Moral Philosophy Reading List

A curated sequence of 12 books on ethics and moral philosophy — compiled from a video reading list (timestamps in parentheses). Together they trace how humans reason about right, wrong, fairness, and obligation: the discipline of thinking clearly about values, which is critical thinking applied to how we ought to live.

The 12 Books

  1. Totality and Infinity — Emmanuel Levinas (0:27–1:45): ethical responsibility to others precedes our own freedom and understanding.
  2. The Genealogy of Morals — Friedrich Nietzsche (1:46–2:30): challenges the origins of our moral beliefs to loosen ideological rigidity.
  3. Reasons and Persons — Derek Parfit (2:31–3:45): personal identity and moral truth, questioning standard rational-choice assumptions.
  4. Nicomachean Ethics — Aristotle (3:46–4:32): foundational concepts like the golden mean and telos.
  5. Groundwork of the Metaphysics of Morals — Immanuel Kant (4:33–5:48): the categorical imperative and the consistency of one’s values.
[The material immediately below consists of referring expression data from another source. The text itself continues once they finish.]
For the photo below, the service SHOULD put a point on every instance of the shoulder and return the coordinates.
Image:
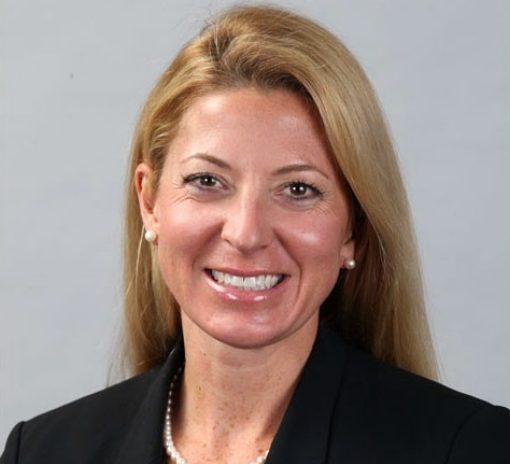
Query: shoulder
(400, 412)
(70, 430)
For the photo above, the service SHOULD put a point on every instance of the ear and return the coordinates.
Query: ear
(347, 251)
(144, 183)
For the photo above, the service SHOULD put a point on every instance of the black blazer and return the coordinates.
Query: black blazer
(348, 408)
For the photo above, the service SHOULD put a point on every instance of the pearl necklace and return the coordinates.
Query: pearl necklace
(171, 450)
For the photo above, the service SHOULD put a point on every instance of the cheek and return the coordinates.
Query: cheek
(184, 235)
(318, 239)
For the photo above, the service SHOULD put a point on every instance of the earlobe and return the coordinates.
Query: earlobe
(144, 181)
(347, 260)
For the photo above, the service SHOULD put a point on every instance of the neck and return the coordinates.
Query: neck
(233, 396)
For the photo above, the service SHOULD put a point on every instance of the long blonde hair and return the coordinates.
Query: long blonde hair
(378, 306)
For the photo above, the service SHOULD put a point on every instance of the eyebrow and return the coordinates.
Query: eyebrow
(209, 158)
(297, 167)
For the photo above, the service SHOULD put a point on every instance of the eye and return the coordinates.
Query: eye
(203, 181)
(302, 190)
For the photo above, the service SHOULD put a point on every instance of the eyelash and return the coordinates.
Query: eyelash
(200, 176)
(196, 179)
(316, 192)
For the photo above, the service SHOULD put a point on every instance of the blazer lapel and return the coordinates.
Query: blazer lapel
(144, 441)
(303, 435)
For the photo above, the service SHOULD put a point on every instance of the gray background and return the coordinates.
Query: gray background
(73, 76)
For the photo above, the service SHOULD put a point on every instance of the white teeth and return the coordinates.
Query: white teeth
(261, 282)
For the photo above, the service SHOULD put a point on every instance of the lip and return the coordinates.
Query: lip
(229, 293)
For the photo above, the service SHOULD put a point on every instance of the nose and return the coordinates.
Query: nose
(247, 225)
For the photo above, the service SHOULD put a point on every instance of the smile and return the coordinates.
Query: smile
(260, 282)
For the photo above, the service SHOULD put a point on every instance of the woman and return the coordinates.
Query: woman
(274, 310)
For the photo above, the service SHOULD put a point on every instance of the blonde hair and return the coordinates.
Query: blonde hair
(378, 306)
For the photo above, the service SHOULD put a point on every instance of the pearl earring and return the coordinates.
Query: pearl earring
(150, 235)
(350, 264)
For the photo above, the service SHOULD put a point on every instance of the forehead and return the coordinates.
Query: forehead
(250, 120)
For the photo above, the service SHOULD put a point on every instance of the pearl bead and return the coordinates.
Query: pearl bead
(171, 450)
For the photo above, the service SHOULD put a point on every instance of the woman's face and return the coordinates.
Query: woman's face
(252, 224)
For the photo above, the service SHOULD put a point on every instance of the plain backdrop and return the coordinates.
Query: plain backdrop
(73, 76)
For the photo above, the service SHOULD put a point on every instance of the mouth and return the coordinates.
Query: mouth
(246, 283)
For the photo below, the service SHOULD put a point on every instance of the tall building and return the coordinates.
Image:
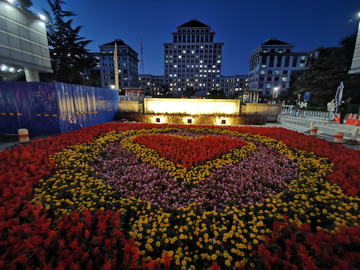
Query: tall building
(193, 58)
(127, 65)
(271, 65)
(151, 83)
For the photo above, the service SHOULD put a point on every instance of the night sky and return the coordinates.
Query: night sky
(241, 25)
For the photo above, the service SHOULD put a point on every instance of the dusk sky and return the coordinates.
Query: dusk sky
(241, 25)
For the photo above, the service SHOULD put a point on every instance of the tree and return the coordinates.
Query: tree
(324, 74)
(25, 3)
(68, 53)
(189, 91)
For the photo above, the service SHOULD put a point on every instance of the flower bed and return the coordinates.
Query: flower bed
(132, 203)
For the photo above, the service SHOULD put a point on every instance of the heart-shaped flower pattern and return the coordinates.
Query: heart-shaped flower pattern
(189, 152)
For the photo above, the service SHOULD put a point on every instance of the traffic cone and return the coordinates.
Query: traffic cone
(353, 120)
(349, 119)
(357, 123)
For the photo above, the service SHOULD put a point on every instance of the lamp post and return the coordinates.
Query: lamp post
(355, 66)
(275, 92)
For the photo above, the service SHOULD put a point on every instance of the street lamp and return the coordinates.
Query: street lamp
(275, 92)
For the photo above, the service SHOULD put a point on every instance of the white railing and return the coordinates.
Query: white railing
(293, 111)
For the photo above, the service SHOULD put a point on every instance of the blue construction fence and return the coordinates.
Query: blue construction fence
(53, 108)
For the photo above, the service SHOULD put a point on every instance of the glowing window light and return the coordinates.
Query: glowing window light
(158, 119)
(189, 120)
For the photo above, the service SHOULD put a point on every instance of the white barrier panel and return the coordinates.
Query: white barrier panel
(192, 106)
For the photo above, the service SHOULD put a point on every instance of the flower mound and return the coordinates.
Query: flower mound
(251, 180)
(297, 207)
(189, 152)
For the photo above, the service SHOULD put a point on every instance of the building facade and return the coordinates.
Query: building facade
(127, 65)
(151, 84)
(192, 59)
(24, 47)
(272, 64)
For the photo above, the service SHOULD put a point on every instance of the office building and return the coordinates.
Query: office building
(127, 65)
(231, 85)
(24, 47)
(151, 84)
(271, 65)
(192, 59)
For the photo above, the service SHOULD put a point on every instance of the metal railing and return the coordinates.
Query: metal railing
(291, 110)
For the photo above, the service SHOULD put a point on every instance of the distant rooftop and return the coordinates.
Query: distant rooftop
(193, 23)
(275, 41)
(118, 42)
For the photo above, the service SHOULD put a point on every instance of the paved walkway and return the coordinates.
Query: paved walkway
(326, 131)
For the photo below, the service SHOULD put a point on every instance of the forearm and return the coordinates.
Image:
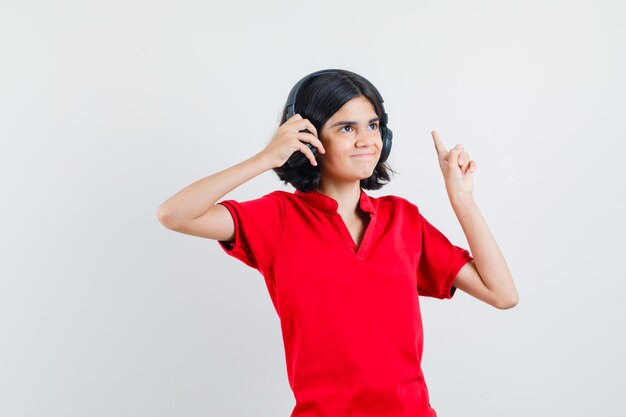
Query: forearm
(488, 258)
(197, 198)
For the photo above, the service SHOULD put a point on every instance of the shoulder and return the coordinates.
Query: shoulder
(395, 203)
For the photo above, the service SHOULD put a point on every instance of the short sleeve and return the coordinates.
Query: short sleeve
(439, 262)
(258, 226)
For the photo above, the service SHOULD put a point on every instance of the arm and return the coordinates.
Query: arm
(487, 277)
(193, 210)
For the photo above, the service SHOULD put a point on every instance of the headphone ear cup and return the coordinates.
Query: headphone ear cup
(387, 136)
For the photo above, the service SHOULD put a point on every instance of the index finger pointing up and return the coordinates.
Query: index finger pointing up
(439, 146)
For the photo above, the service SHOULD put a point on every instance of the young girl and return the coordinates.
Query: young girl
(344, 269)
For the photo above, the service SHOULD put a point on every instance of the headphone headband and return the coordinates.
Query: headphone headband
(298, 158)
(293, 94)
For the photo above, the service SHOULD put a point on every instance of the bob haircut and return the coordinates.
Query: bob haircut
(318, 99)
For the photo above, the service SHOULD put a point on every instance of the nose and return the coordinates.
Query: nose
(368, 138)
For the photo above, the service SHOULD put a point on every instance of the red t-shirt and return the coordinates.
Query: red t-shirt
(350, 316)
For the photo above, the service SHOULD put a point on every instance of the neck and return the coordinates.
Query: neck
(347, 197)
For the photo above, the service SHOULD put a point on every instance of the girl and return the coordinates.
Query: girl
(344, 269)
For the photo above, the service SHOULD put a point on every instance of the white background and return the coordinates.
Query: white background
(109, 108)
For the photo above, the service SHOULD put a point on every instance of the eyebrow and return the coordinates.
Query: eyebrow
(351, 122)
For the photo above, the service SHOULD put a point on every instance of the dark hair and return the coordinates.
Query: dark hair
(318, 99)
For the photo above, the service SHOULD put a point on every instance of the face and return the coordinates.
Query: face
(352, 141)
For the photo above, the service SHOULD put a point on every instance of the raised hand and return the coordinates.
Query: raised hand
(456, 167)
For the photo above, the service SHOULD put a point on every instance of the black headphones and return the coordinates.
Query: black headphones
(298, 158)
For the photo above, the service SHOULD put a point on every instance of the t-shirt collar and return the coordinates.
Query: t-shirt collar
(325, 203)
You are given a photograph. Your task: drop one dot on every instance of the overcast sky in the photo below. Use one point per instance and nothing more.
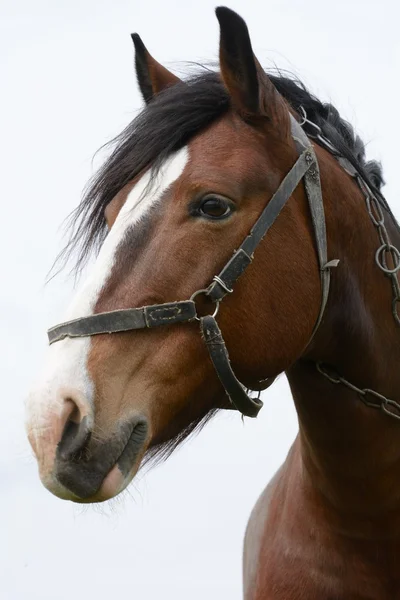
(68, 86)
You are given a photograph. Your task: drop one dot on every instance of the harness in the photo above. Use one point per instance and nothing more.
(306, 168)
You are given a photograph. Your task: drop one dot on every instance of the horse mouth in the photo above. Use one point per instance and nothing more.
(107, 467)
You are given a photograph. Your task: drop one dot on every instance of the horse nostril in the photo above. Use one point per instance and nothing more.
(76, 434)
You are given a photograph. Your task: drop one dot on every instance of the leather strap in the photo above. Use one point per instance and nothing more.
(177, 312)
(214, 341)
(128, 319)
(242, 257)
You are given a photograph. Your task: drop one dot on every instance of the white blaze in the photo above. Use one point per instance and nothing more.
(65, 374)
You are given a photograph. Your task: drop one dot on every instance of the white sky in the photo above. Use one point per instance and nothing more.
(67, 87)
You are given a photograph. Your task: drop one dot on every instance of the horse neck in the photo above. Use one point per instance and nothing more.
(351, 452)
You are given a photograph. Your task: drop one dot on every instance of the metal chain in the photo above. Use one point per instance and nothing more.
(386, 248)
(377, 217)
(367, 396)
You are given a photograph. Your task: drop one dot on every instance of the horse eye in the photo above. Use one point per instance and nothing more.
(215, 207)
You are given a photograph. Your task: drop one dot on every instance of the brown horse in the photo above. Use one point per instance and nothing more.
(209, 160)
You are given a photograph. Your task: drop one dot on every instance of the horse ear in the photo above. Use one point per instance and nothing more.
(152, 77)
(251, 90)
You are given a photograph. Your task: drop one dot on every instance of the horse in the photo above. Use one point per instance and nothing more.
(241, 234)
  6. Utilitarianism — John Stuart Mill (5:49–6:29): outcome-based ethics — “the greatest happiness for the greatest number.”
  7. A Theory of Justice — John Rawls (6:30–7:09): the veil of ignorance for reasoning objectively about fairness.
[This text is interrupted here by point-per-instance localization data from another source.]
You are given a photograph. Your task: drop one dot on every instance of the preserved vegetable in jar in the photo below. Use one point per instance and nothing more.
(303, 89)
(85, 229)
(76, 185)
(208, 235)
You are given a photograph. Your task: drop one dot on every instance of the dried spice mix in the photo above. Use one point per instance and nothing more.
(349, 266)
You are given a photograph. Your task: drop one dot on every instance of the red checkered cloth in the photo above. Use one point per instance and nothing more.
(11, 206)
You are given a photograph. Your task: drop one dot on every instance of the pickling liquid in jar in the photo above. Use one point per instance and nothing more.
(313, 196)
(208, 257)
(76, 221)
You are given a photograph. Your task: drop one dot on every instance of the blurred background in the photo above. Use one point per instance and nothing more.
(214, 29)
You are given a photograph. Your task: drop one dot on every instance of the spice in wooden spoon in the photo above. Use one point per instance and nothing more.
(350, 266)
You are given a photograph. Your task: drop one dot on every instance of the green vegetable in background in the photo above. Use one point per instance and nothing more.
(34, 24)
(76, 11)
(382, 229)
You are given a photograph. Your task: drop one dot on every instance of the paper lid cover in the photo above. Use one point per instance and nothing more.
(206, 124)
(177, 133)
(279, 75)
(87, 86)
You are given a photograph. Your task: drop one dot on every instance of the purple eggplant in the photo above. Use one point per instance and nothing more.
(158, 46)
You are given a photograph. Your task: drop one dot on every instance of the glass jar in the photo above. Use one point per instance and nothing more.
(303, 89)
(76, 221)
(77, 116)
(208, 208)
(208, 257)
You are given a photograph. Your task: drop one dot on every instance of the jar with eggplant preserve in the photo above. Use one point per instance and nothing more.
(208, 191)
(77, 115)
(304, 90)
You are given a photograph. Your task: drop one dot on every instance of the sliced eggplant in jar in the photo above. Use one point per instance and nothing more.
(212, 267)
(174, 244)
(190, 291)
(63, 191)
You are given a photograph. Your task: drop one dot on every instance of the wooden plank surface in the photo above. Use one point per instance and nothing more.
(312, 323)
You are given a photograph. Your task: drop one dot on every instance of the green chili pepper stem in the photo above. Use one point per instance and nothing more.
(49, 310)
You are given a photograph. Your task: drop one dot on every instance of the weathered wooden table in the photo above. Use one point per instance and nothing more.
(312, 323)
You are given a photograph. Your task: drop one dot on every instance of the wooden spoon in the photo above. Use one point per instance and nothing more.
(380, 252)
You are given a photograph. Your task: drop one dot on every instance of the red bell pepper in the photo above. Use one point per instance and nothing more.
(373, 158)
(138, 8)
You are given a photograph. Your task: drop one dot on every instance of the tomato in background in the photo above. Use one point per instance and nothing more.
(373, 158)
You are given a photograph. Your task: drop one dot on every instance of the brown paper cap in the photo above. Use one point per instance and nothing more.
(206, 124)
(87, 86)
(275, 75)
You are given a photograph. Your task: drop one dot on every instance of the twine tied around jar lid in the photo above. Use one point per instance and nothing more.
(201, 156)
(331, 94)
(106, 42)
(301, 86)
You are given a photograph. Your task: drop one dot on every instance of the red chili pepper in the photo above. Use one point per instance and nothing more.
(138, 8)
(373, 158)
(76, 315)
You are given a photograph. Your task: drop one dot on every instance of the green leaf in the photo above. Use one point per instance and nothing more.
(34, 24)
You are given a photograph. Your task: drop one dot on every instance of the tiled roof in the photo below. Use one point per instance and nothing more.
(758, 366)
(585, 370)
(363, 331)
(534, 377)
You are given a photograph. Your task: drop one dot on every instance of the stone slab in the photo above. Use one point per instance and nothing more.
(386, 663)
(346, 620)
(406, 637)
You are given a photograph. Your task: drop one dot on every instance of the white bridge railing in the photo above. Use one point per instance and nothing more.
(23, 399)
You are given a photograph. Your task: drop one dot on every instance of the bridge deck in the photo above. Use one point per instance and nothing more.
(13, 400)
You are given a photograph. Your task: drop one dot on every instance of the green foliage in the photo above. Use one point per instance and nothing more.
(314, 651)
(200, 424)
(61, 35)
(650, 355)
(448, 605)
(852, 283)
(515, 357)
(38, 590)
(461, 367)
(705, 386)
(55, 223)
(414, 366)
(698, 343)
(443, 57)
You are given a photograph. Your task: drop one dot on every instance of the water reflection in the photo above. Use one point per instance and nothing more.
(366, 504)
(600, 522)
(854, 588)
  8. What We Owe to Each Other — T.M. Scanlon (7:10–7:42): weigh others’ reasons with the same seriousness as your own.
  9. The Right and the Good — W.D. Ross (7:43–8:11): conflicting prima facie duties with no single overarching rule.
  10. The Normative Web — Terence Cuneo (8:12–9:21): rejecting moral truth undermines any reason to believe anything at all.
  11. From Morality to Virtue — Michael Slote (9:22–9:55): the “self–other asymmetry” and our neglected duties to ourselves.
  12. Principia Ethica — G.E. Moore (9:56–10:56): the “open question argument” and precision in defining moral terms.